Sure, no one wants naked photos of themselves floating around on the internet, but neither Dane nor Freya are in any kind of position that would be seriously damaged by such a thing. The pictures could be misconstrued, of course, but they weren't incriminating. If anything, they just make Thom look like a creep for taking them in the first place.

If it wasn't for the fact that the photos of that night—the night Brutus died—might hold something far more valuable, I'd have told Thom to do what he liked with the pictures, and fuck himself on the way.

Of course, it's possible that the photos contain nothing, and that I'm doing this for nothing—but if there's a chance I might do some real good, I can't let that chance go.

Taking a deep breath, I pull my phone from my pocket and make one final call—a call I know won't be answered, but which I have to make nonetheless.

When it goes to voicemail, I don't give myself time to think, and just force myself to speak, and to say what needs to be said.

"Ambrose...it's Noah. I... I'm going to meet Thom tonight. I know you told me not to see him again, but... well, if you still care, I think he has some important evidence, and..."
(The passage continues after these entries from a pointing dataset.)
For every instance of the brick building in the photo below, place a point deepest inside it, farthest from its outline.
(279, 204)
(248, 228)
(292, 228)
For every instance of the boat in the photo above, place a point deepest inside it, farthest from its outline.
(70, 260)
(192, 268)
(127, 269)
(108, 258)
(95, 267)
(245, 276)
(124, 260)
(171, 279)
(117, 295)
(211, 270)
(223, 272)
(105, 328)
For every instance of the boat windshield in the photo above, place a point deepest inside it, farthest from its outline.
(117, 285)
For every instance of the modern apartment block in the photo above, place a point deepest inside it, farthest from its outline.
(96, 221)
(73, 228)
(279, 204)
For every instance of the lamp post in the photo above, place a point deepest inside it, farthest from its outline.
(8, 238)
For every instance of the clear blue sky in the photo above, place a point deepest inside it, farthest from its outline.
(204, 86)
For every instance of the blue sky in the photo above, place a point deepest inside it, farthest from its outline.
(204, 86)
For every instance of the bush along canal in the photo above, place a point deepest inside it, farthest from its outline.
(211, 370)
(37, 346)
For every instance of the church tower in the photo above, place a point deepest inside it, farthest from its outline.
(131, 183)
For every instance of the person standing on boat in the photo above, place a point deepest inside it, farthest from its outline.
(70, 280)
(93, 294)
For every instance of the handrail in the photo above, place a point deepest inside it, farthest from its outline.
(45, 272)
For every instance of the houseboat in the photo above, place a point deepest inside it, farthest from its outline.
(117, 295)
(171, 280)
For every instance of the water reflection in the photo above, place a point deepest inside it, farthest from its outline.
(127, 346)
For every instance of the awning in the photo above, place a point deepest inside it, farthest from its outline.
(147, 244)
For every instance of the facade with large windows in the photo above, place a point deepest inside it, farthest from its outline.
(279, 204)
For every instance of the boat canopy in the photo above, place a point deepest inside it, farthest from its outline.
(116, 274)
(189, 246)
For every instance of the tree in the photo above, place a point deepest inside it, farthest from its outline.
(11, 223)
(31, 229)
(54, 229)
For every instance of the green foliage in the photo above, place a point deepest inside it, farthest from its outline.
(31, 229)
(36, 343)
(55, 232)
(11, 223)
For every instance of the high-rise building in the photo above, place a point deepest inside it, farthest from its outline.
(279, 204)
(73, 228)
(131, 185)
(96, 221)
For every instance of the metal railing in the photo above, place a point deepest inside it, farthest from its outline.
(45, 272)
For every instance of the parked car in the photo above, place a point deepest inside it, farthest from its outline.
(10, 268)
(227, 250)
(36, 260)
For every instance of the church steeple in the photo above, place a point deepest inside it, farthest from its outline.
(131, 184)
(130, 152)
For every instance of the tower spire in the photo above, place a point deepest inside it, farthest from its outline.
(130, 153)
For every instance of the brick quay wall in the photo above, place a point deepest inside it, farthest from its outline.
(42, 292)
I stop myself and take another deep breath.

"Anyway. I know you might not hear this. Maybe you'll delete it without even listening. Maybe you did make a mistake, and maybe your feelings have changed. I don't know. All I know is that mine haven't. You made me love you, and I love you still."

Pausing once more, I shut my eyes and say the last of it.

"I love you. But I need the people I love to stop hurting me. So... one way or another, I think this is goodbye, Ambrose Thorne."

Then I end the call, restart my car, pull out onto the empty, moonlit road, and drive east towards the pass.

~ ☾ ~

Thom's is the only car parked at the overlook, which isn't surprising, given it's nearly midnight.

I park my own on the opposite side of the pullout and study him through the glass before getting out.

Leaning against the hood of his car, on which rests a large manila envelope, he's wearing one of the cable-knit sweaters he favors—maybe even one of the nice Irish wool ones I'd given him for Christmas last year—and smoking a cigarette.

Thom only ever smoked when he was stressed out of his mind about something, which isn't a good sign.

There are plenty of times and places he might've chosen to meet and discuss how he intends to blackmail me, after all—midmorning at a park bench, afternoon at a nice café. That he's chosen the middle of the night at a great place to dump a body tells me he intends to ensure, one way or another, that things go his way.